習慣HIROSE

映画・演劇のレビュー

『罪の声』

2020-11-04 21:32:16 | 映画

久々に重量級の映画を見た気がする。薄っぺらで、小さくて,底の浅い映画が横行する中、これはあらゆる意味で超大作にふさわしい作品だ。にもかかわらず,映画自身は慎ましい。鳴り物入りの映画から遠く離れて、地味で、華やかさからは無縁で、丁寧で、地道な映画なのだ。グリコ森永事件を題材にして、壮大なフィクションを提示していく。だが、それはとてもリアルで真相とはこんなものなのかもしれないと思わせる。

 

事件をリアルタイムで描くわけではない。事件から35年の歳月を経て明らかにされる真実の物語だ。脅迫テープに残された子どもの声。あれは自分だ、と知ったところから始まる知らなかった事実,隠された真実。大人になった少年が、(といって、もう彼は40代になった大人で、今は家族を持ち幸せに暮らしている)真相を追う新聞記者と事実を明らかにしていく。膨大な数の登場人物はいずれもあの事件に関わり合った人たちだ。彼らの証言から明るみになる事実。映画はそのひとつひとつを明らかにしていくことで、あの事件が何だったのかに迫ることになる。

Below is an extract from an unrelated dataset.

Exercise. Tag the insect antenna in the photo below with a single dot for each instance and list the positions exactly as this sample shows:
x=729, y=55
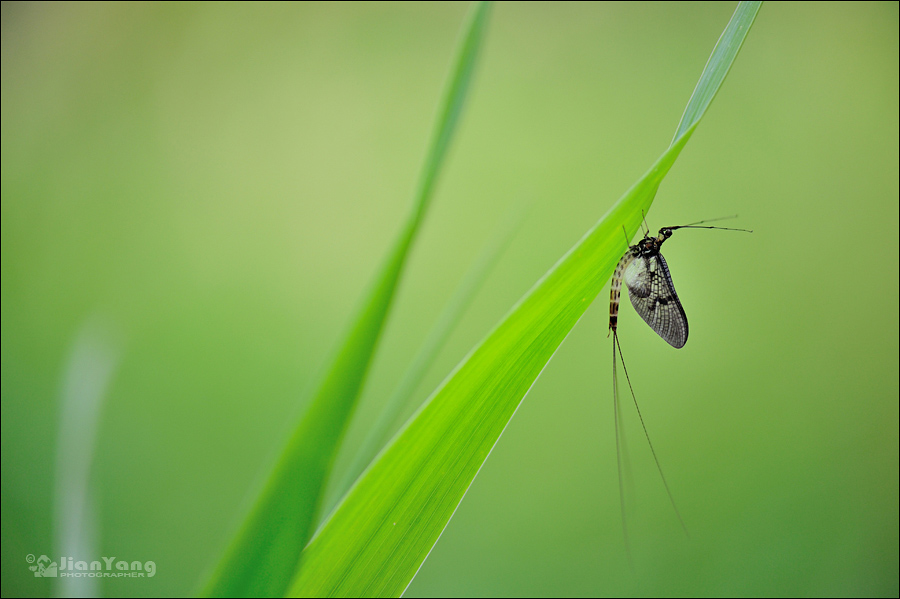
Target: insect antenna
x=710, y=220
x=646, y=434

これは壮大なスケールの映画であるにも関わらず、何とも慎ましい映画だ。声高に叫ぶことはない。事件物ではなく、歴史の1ページを描く映画だ。登場する人々(役者たち)の顔が能弁に語る。それは35年の歳月が人をどんなふうに変えるのかを見るようだ。傷みを抱えて生きていく姿が、少ない登場シーンでも、くっきりと描かれていく。

 

こんなにも地味で淡々とした映画なのに、2時間22分という長さを感じさせない。派手な場面はほとんどないのに、緊張感を全編で持続させる。まず、脚本(野木亜紀子)が素晴らしい。抑えた演出も素晴らしい。これは土井裕泰監督の最高傑作ではないか。終盤に登場する宇崎竜童演じる犯人のひとりが素晴らしい。この壮大なドラマの幕引きにふさわしい。